The Yale secondary will also need to be at its best, and, with a healthy Rymiszewski set to return to the lineup, it is already a step closer. The Bulldogs’ captain, along with cornerback Malcolm Dixon ’20, can expect to see a lot of action against a team that throws upwards of 37 times per game. Kanoff has proven all season that he can get the ball out of his hands quickly and accurately, which could present problems against a secondary that lives on the edge.

“[Yale’s] a really high-risk, high-reward defense,” Columbia head coach Al Bagnoli said in a postgame press conference following his team’s game against Yale two weeks ago. “They’re going to press you, and they’re going to plan man. If you can make some of those vertical throws, they become one-play drives.”

On the flip side of the ball, Team 145’s offense should have little trouble moving the ball against a middling Princeton defense. With running back Deshawn Salter ’18 sidelined for the second straight week due to injury, Zane Dudek ’21 will shoulder the load against the Tigers. Dudek has enjoyed a fairly light workload all season with an average of 12.4 carries per game, which has kept the rookie fresh. However, Reno expects that “all those carries we banked [are] going to be used on Saturday, every last one.”

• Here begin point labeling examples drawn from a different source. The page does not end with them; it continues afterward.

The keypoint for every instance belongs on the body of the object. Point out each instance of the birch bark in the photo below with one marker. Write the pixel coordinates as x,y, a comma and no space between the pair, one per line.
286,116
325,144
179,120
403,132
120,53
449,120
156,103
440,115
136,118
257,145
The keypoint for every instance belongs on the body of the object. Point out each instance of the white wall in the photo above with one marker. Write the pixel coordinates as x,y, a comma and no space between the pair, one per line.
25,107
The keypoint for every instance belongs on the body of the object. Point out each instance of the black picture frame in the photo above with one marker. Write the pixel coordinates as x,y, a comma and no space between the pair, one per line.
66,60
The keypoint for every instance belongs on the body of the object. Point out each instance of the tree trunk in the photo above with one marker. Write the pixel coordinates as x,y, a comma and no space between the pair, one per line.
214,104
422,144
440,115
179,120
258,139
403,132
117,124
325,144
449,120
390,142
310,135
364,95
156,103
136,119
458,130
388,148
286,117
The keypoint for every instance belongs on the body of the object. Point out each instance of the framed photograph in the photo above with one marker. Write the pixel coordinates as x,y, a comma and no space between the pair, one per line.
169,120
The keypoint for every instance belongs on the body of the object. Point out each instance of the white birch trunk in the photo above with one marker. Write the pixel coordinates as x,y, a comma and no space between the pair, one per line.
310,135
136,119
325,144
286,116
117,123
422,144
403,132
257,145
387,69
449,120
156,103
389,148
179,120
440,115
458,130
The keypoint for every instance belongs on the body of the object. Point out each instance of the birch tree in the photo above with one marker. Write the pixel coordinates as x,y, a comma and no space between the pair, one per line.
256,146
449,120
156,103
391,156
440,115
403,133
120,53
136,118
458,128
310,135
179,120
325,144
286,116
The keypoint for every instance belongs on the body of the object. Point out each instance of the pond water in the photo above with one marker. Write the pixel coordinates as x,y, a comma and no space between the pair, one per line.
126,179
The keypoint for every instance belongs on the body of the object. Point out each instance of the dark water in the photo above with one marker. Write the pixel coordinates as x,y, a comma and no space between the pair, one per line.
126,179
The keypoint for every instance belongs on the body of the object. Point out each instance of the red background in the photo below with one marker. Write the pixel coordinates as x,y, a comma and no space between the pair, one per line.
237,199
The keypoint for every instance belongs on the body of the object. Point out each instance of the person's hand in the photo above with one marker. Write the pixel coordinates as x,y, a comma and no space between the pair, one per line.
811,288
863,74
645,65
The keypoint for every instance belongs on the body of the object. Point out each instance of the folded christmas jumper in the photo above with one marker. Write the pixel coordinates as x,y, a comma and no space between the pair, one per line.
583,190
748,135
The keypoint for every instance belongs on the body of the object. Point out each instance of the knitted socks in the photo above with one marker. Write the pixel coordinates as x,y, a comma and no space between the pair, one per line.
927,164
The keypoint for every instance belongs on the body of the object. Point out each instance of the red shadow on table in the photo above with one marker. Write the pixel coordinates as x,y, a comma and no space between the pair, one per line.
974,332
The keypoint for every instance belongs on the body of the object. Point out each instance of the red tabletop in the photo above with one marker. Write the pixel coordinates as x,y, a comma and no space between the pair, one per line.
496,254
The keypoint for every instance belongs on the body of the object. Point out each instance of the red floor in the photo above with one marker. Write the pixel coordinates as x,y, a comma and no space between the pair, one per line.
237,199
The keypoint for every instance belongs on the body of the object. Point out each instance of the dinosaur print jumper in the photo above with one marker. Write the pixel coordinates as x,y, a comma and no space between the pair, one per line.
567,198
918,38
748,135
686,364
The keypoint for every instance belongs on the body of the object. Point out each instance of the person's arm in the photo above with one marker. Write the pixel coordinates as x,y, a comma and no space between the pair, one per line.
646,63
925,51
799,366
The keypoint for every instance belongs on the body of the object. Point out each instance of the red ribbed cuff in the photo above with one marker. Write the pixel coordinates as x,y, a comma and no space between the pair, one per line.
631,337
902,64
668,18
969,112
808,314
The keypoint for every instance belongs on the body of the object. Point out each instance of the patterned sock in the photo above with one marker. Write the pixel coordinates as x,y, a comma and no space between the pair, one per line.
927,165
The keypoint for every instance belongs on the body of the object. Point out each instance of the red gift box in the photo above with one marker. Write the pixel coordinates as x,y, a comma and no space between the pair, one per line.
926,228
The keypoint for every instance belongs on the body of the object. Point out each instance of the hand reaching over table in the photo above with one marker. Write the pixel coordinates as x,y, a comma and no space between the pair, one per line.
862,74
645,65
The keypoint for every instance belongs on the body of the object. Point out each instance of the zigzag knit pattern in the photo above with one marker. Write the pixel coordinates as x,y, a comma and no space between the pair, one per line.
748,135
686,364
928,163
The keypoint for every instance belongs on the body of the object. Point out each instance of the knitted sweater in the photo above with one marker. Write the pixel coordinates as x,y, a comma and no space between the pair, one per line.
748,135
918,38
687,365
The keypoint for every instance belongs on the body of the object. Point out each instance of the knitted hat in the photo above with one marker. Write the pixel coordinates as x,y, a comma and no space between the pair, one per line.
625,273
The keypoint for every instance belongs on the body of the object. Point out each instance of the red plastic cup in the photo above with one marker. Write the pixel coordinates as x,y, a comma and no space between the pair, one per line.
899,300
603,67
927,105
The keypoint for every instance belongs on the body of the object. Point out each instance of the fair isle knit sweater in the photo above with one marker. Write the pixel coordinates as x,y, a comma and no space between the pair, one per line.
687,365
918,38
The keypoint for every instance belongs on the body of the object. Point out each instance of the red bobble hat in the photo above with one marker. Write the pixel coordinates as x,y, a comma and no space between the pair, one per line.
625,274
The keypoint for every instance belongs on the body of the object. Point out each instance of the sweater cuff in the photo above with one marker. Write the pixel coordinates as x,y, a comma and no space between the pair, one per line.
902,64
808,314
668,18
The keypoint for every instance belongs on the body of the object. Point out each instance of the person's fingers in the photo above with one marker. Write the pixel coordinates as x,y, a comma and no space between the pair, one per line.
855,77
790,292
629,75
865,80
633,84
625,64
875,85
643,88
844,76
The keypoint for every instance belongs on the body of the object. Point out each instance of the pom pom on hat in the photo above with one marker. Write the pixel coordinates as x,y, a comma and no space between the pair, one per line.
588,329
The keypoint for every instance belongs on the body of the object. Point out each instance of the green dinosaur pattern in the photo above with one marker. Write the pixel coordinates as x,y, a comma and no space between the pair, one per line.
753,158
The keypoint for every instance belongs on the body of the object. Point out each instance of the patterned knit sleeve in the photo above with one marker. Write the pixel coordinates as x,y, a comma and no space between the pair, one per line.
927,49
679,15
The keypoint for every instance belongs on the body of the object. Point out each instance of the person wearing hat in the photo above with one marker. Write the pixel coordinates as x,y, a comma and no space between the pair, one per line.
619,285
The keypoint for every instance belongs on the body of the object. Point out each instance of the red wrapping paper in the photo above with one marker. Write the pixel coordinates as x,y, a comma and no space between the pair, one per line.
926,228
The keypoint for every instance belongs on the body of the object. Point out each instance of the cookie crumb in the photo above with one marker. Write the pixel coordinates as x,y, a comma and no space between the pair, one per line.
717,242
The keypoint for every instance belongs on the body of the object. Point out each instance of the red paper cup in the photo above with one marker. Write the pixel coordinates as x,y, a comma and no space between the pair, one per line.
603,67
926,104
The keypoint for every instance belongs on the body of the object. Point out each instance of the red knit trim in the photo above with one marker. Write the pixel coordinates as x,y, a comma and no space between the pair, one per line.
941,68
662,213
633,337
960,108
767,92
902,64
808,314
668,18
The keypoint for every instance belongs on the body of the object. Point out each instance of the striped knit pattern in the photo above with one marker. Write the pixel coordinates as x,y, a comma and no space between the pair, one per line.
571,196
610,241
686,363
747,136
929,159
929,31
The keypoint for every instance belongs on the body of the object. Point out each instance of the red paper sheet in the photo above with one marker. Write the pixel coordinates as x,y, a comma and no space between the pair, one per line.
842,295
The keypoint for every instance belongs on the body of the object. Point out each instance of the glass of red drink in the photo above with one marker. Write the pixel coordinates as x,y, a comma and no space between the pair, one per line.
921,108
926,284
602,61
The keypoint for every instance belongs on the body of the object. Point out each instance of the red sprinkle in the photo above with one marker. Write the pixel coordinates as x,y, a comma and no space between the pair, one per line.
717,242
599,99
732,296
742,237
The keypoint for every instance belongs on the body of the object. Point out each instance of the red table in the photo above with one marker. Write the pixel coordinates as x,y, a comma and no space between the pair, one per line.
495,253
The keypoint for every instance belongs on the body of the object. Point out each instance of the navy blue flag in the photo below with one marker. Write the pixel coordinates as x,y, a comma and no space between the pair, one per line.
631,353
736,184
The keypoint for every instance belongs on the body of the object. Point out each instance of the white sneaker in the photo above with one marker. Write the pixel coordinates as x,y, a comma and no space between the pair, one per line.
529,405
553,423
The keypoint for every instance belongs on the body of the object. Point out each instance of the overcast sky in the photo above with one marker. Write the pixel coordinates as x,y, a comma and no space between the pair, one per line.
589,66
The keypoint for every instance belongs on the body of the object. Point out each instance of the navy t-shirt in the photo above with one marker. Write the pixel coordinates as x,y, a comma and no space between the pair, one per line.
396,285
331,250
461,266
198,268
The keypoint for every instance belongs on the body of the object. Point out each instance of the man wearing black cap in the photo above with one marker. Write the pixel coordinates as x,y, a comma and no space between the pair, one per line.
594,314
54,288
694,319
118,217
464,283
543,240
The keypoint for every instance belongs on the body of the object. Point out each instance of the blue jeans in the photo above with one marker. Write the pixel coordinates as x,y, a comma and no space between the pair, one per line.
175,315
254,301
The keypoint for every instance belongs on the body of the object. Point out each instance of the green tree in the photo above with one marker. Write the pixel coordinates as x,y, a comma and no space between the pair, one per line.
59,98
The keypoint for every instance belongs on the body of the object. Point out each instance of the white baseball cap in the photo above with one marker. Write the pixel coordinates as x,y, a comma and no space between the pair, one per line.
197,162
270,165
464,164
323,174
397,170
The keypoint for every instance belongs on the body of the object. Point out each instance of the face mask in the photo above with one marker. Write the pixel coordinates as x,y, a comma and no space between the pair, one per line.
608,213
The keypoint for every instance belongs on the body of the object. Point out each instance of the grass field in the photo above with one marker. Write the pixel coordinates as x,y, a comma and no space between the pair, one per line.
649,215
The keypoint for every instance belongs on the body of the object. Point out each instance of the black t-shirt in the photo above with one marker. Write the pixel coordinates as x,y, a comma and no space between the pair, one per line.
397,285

Against Brown a week ago, Dudek made the most of his 13 carries, scoring three touchdowns and amassing 165 yards in his first start of the season. He was occasionally spelled by Melvin Rouse II ’21 during the blowout, but will likely see the brunt of the workload if Saturday’s affair proves to be a close one.

“I’ve never seen a running back as elusive as Zane Dudek,” left guard Dieter Eiselen ’20 said. “I remember during camp this year, there was a drill that he had to do with the linebackers. It’s basically just a one-on-one tackling drill, and I don’t think any of the linebackers were able to tackle him at all.”

The Tigers’ pedestrian rush defense struggled in the team’s most recent outings against Cornell and Penn. The Big Red and Quakers, ranked second and fourth in the Ivy League in rushing offense, combined for 480 yards on the ground against Princeton the last two weeks. The top rushers for each team, Cornell’s Jake Jatis and Penn’s Abe Willows, averaged 5.1 and 6.5 yards per carry, respectively.

Apart from running the ball, quarterback Kurt Rawlings ’20 should find success in attacking a Tiger pass defense that allows more than 260 passing yards per game. If Dudek can find some early seams on the ground, the play-action pass and read-option run for Rawlings could prove deadly against Princeton.

Team 145 hopes to be able to slow Princeton’s potent offense, which has not scored fewer than 24 points in a game this season. But if need be, the Bulldog offense should be able to keep up with that of the Tigers. Yale trails Princeton in scoring offense by just 2.6 points per game and, similarly, has scored at least 23 points in each of its eight games this season.

Seven teams remain in contention for the Ivy League title with two games remaining in the season.